The transition to electric vehicles in India is gaining momentum, but adoption remains uneven, with a primary focus on two- and three-wheelers in certain regions. Passenger cars and charging infrastructure are still falling behind. As a result, the full potential of a comprehensive EV ecosystem remains unfulfilled.
In the latest episode of Analytics Insight, Arjun Sinha Roy, Co-founder and CEO of iRasus, has stated that contrary to popular belief, the missing element isn’t in the hardware but in the intelligence that operates it. His message is clear: “Hardware alone won’t win this race. Smart batteries will.”
Arjun warned that most view EV adoption as merely adding more cars to the roads. Without supporting infrastructure, the growth can become patchy. “You go ahead, but not safely or efficiently,” he said. “It’s like constructing highways without traffic lights.” Charging networks, grid readiness, and recycling must align for EV adoption to scale meaningfully.
Each EV's heart is its battery, and its efficiency will define performance, price, and customer confidence. According to the iRasus CEO, battery intelligence, software that monitors health, predicts failure, and optimizes charging, will isolate leaders from laggards.
“Whenever batteries become smarter, cars last longer, fleets save money, and customers have confidence,” he clarified. For a price-conscious market like India, such smarts could be the tipping point for mass adoption.
As AI requires orchestration between tools and workflows, EVs necessitate integration among stakeholders. It also includes automakers, grid operators, recyclers, and consumers. In their absence, India may end up constructing siloed solutions.

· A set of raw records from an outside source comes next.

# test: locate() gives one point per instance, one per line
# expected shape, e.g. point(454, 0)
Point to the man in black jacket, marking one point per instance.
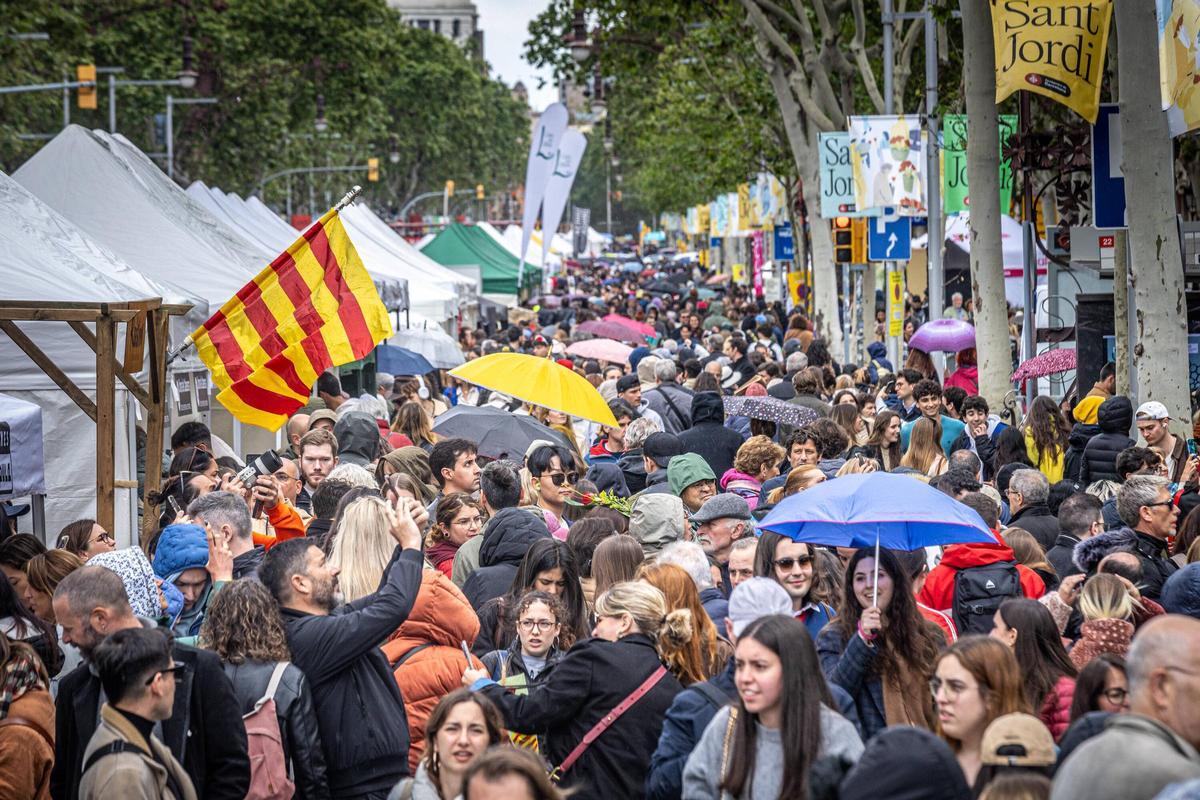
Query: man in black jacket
point(204, 733)
point(360, 714)
point(1099, 463)
point(1079, 518)
point(1029, 492)
point(708, 437)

“When EVs are orchestrated,” iRasus co-founder added, “you’re no longer solving range anxiety in isolation; you’re aligning energy, software, and mobility into one ecosystem.”
Sinha Roy outlined five imperatives for India’s EV leap:
Start with mobility problems, pollution, fuel imports, and rising urban demand.
Augment hardware with software, from more intelligent batteries to predictive analytics.
Make systems adaptive, learning from usage and charging patterns.
Bake in trust and governance, guaranteeing safety, transparency, and recycling standards.
Promoting a mindset shift, EVs should be seen as aspirational, not experimental.
According to Arjun, success is not just measured in EV sales. Clean air, reduced oil imports, low operational costs, and high competitiveness are the real metrics. “Every battery that lasts longer saves not only money but India’s energy future,” he said.
The EV revolution is just the start. Diesel generators are being replaced by battery storage on the basis of cost-benefit analysis. Drones, whose efficiency is directly linked to their battery, will make batteries the hub of aviation innovation. Data science and renewable energy will double the adoption.
“We think batteries will be the hub of the economy,” the iRasus CEO and Co-founder said. “They won’t only drive cars, they’ll drive industries, mobility, and the next generation of energy systems,” Arjun Sinha Roy wrapped up the discussion, adding that the future belongs to those who embed intelligence in every battery.